当前位置：网站首页>Introduction to machine learning compilation course learning notes lesson 2 tensor program abstraction

Introduction to machine learning compilation course learning notes lesson 2 tensor program abstraction

2022-06-30 22:34:00 【herosunly】

In this lesson slides Links are as follows ：https://mlc.ai/summer22-zh/slides/2-TensorProgram.pdf;notes Links are as follows ：https://mlc.ai/zh/chapter_tensor_program/.

List of articles

1. The outline of this lesson
2. Metatensor function
3. Tensor program abstraction
4. Tensor program transformation practice
5. summary

1. The outline of this lesson

Metatensor function ( Tensor operator )
Tensor program abstraction

Through this lesson, I have a deeper understanding of batch processing . Batch processing and small batch gradient descent are similar ( The premise is that the calculation is independent ). This will be described in more detail later .

2. Metatensor function

A meta tensor function is a single element ( Minimum particle size ) The tensor function of . With PyTorch Take addition in as an example ：

import torch
C = torch.empty((128,), dtype=torch.float32)
a = torch.tensor(np.arange(128, dtype="float32"))
b = torch.tensor(np.ones(128, dtype="float32"))

torch.add(a,b,out=c) # torch.add can be viewed as a primitive tensor function

that torch.add How to achieve it ？ Or in actual deployment , How to put different steps ( Multiple tensor functions ) Merge together ？

abstract And Realization Is one of the core concepts of this course . For the same tensor operator , There are different ways to achieve ：

The second representation is a refinement of the first representation , The third representation is the use of low-level languages (C Language , Even in assembly language ) For more efficient implementation .
Insert picture description here
One most common MLC process that many frameworks offer is to transform the implementations of primitive functions(or dispatch them in runtime) to more optimized ones based on the environment.

A common method in tensor operator transformation is to map it directly to the corresponding operator library . For example CUDA Environment , You can use cudaAdd. Another common one is Finer grained program transformation . The former can be directly represented by symbols , The latter needs to be expressed in a circular form .

Insert picture description here

3. Tensor program abstraction

The tensor operator transformation mentioned above includes two common forms , One is to map directly to the corresponding operator library , The other is to carry out finer grained program transformation . The latter is called Tensor function abstraction .

The picture below is TVM An example in ：
Insert picture description here
Tensor function abstraction includes three key elements ：

Multidimensional input 、 Output data .
loop .
In each cycle , Make the corresponding calculation .

It involves a problem ： That is why we don't use C Language and other low-level languages . It mainly lies in that the core of machine learning compilation is not only that the program ape can complete the coding , It is more important to complete the tensor operator transformation , That is, given a tensor, it will be transformed from the original form to a more optimized form ( Try different transformations , Finally find the most optimized form ).

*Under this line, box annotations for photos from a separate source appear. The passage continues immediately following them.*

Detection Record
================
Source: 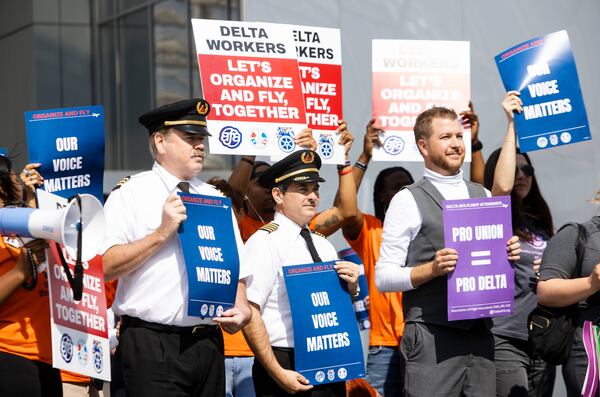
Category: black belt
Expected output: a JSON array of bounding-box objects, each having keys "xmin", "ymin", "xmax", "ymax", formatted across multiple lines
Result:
[{"xmin": 121, "ymin": 316, "xmax": 219, "ymax": 335}]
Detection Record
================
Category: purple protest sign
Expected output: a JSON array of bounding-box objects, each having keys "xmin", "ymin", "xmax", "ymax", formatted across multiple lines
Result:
[{"xmin": 442, "ymin": 196, "xmax": 515, "ymax": 321}]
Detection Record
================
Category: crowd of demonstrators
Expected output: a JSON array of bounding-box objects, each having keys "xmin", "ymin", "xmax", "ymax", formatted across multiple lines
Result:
[
  {"xmin": 0, "ymin": 156, "xmax": 56, "ymax": 397},
  {"xmin": 244, "ymin": 150, "xmax": 358, "ymax": 396},
  {"xmin": 336, "ymin": 120, "xmax": 414, "ymax": 396},
  {"xmin": 376, "ymin": 107, "xmax": 520, "ymax": 396},
  {"xmin": 484, "ymin": 91, "xmax": 555, "ymax": 397},
  {"xmin": 538, "ymin": 196, "xmax": 600, "ymax": 390},
  {"xmin": 0, "ymin": 92, "xmax": 600, "ymax": 397}
]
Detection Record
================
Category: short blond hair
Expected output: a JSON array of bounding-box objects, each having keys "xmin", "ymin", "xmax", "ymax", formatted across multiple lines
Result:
[{"xmin": 413, "ymin": 106, "xmax": 458, "ymax": 142}]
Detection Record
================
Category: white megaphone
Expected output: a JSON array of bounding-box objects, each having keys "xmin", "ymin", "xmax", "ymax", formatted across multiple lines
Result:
[{"xmin": 0, "ymin": 194, "xmax": 105, "ymax": 261}]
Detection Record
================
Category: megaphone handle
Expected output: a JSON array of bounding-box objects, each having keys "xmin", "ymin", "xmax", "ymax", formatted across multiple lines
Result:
[
  {"xmin": 22, "ymin": 248, "xmax": 37, "ymax": 291},
  {"xmin": 54, "ymin": 242, "xmax": 83, "ymax": 301}
]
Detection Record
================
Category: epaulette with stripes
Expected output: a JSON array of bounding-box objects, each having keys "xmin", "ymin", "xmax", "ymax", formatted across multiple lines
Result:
[
  {"xmin": 111, "ymin": 175, "xmax": 131, "ymax": 192},
  {"xmin": 258, "ymin": 222, "xmax": 279, "ymax": 233},
  {"xmin": 311, "ymin": 230, "xmax": 327, "ymax": 238}
]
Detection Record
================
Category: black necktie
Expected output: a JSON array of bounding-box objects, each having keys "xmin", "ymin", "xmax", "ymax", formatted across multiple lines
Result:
[
  {"xmin": 300, "ymin": 228, "xmax": 322, "ymax": 262},
  {"xmin": 177, "ymin": 182, "xmax": 190, "ymax": 193}
]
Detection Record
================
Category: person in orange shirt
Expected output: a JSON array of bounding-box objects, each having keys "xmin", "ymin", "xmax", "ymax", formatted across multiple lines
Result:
[
  {"xmin": 0, "ymin": 156, "xmax": 56, "ymax": 397},
  {"xmin": 342, "ymin": 120, "xmax": 414, "ymax": 397}
]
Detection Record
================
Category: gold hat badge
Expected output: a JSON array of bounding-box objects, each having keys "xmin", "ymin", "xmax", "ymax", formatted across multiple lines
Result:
[
  {"xmin": 196, "ymin": 101, "xmax": 209, "ymax": 116},
  {"xmin": 300, "ymin": 152, "xmax": 315, "ymax": 164}
]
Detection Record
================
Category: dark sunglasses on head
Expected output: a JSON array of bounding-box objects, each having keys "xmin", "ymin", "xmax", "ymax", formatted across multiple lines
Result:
[{"xmin": 515, "ymin": 164, "xmax": 535, "ymax": 176}]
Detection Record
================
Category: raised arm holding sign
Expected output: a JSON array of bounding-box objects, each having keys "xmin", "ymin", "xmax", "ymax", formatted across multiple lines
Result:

If we can explore the equivalent space corresponding to the possible tensor function through the program , Can greatly improve efficiency .

3.1 Why do we need tensor program abstraction

Insert picture description here

stay Program-based transformnations Loop splitting in , In essence, it is to transform a single-layer cycle into a double-layer cycle ( Loop splitting is a common transformation ), and Transformed program It involves parallelization and vectorization , Vectorization here means that each step is based on the length 4 Unit of ( The batch ) To do an operation .

3.2 Common tensor transformations

3.2.1 Loop split

Insert picture description here
The equivalent substitution includes ： $x=x_o*4+x_i$

3.2.2 Cyclic rearrangement

The essence of cycle rearrangement is to replace the sequence of two cycles .
Insert picture description here

3.2.3 Thread binding

Insert picture description here
If in GPU Parallelize on , You can put xi and xo Corresponding to GPU On two threads of . By binding GPU The thread of gets the final result ( More in-depth explanations will be given in subsequent chapters ).

Try different transformation combinations in different hardware environments , Then, according to the test, the optimal transformation is obtained in the equivalent space corresponding to the tensor function . One thing to note is that , The transformation here must be equivalent . Here's a counterexample , In essence, it can be expressed as $C = A + C$ ,C For others index Under the C The results are dependent ( stay xo = 4, xi = 0 The situation will be right xo = 0, xi = 1 Results in dependency , And if we change the order of the loop xo = 0, xi = 1 It will be circulated to ), If it's just simple reorder, The order of the loop will change, causing the dependency to be broken , The left side of the equation will appear C To the right of the equation C There is no result yet . So there is no loop rearrangement here .

for xo in range(32):
    for xi in range(4):
        C[xo * 4 + xi] = A[xo * 4 + xi] + C[max(xo * 4 + xi – 1, 0)]

3.3 Other structures in tensor program abstraction

According to the above , We cannot change the program arbitrarily ( For example, some calculations will depend on the order between loops ). But fortunately , Most of the metatensor functions we are interested in have good properties （ For example, between loop iterations independence ）.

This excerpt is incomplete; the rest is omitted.